For Air New Zealand the Pacific route to the West Coast has long been a flagship.

Upgraded regulations implemented by the United States Dept. of Transportation relating to nondiscrimination on the basis of disability in air travel were imminent and these were taken into consideration. In addition, the handling of disabled passengers was an important consideration with the imminent introduction of the new B777-300 fleet.

The airline identified staff manual handling tasks associated with boarding and deplaning of physically disabled passengers as a significant risk. Check-in service agents, ground handlers and cabin crew were all represented in the incident reporting process. The incident numbers were not significant, but risks were clearly identified.

Management took up the committee recommendations. These included design and engineering solutions, and process changes supported by new equipment and staff retraining — a major undertaking.

New equipment included power-driven wheelchairs at all major domestic airports. Two types, one for general terminal use and another narrow model that could be used as a boarding chair.

The design included a new on-board wheelchair to facilitate a level transfer from chair to chair and from chair to the cabin seat. Lifting had just been eliminated. A local New Zealand wheelchair manufacturer was assigned the task of developing a prototype that could be tested and commented on by disability advocacy groups and frequent flyers who have a mobility issue.

All that takes time, money and commitment.

For the cabin crew the move from the chair into the seat is never easy. In some cases the passenger or carer can assist, often that is not possible.

Air New Zealand devised a system using a transfer belt, slide sheet and slide board — a modification of techniques used in physiotherapy setting. This is made much easier when the wheelchair height and the aircraft seat height are aligned.

Some seat modifications were also designed for future business premier and premium economy class seating. This required the involvement of the design team and aircraft seat manufacturers.
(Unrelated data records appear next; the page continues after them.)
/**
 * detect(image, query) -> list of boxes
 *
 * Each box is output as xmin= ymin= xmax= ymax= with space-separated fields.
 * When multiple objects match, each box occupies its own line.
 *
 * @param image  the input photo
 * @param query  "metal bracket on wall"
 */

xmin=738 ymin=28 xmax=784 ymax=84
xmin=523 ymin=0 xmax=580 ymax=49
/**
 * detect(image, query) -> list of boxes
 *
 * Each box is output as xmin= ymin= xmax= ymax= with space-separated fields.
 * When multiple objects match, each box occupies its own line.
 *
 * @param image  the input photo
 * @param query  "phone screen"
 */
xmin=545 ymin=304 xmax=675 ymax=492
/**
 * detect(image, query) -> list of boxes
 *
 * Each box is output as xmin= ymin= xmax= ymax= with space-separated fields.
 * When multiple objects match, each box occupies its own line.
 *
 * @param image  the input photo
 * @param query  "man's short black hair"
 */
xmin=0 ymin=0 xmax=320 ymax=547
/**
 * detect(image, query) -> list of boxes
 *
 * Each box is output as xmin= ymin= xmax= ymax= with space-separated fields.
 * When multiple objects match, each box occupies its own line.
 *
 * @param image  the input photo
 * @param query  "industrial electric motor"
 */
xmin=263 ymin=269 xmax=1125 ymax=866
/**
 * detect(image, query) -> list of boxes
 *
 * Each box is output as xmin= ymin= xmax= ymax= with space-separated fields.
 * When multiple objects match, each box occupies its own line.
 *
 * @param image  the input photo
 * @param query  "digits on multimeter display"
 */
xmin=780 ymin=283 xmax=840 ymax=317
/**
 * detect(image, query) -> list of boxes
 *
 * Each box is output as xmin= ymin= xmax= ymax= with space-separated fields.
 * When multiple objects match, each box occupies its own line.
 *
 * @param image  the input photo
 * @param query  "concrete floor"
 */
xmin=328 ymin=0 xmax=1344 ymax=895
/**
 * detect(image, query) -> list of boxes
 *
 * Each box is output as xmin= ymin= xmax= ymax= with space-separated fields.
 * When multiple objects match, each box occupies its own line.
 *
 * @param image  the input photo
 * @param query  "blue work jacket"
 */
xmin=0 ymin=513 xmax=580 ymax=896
Already, indications are looking very good. The systems have been in place four months. It is now in place on long-haul flights.

It is early, but the initial results have been encouraging. Staff manual handling injuries associated with disabled passenger handling are reducing. During this period Air New Zealand recorded reductions of up to 25 percent in flight delays and a 32 percent in minutes lost and associated costs.

The softer spin-off for the company has been a genuine connection between passengers, front line staff and the disabled community.

Going forward the changes will be rolled out on all flights — a big ask for an airline with a sizable network for a country as small as New Zealand, where air travel has always been high on a per capita basis.

Air New Zealand has shown leadership the industry would do well to follow.

Ground Handling and cabin service for disabled passengers has been slowly improving but talk to frequent flyers with a disability and they will raise travel issues such as transportation interchange before they even reach the terminal, check-in and managing luggage. Invariably, the issue of paper work and forms is raised. Despite really good work that has been done by the U.S. Dept. of Transportation and European Union lawmakers, the devil is in the detail.

Some airports and airlines do it well — the majority still have a way to go. The community does have Web sites that rate facilities and service standard globally.

They do tell it like it is — well worth a visit and see how the service at your airport or airline scores.